Gurule-Girón said she felt the hospital had violated community trust. “I believe all options should be on the table, including the construction of a free-standing birthing facility and the transitioning of Alta Vista Regional Hospital to a community owned and operated facility,” she wrote in a public letter.
In a statement, Alta Vista said closing the obstetrics services is temporary. “We suspended these services because it is not in our patients’ or community’s best interest to continue an OB program without consistent coverage,” said Linda Leyba, communications director for the hospital. “We have tried several approaches to secure doctors and nurses who are available 24/7 for OB and pediatric services, but none have solved the issue over the past year.”

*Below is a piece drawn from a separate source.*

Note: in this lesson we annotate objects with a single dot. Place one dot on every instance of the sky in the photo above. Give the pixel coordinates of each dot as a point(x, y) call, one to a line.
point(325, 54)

A few women have had their babies at Alta Vista since the obstetrics office closed — in the emergency room.
Two lives cut short
Castillo’s mother holds Alta Vista partially responsible for her daughter’s death. “She lived only three blocks from the hospital. She was a patient there,” said Valdez from her home in Villanueva, a small village near Las Vegas. “She should have been able to be seen there.”
Castillo would have turned 27 on April 25.
Her family and friends held a birthday party for her and thought of her son they would never meet. “It’s still unreal,” Valdez said.
“Why didn’t the hospital just take care of the patients they had until the babies were born and just not take new patients?” Valdez said. “Then they could have closed.”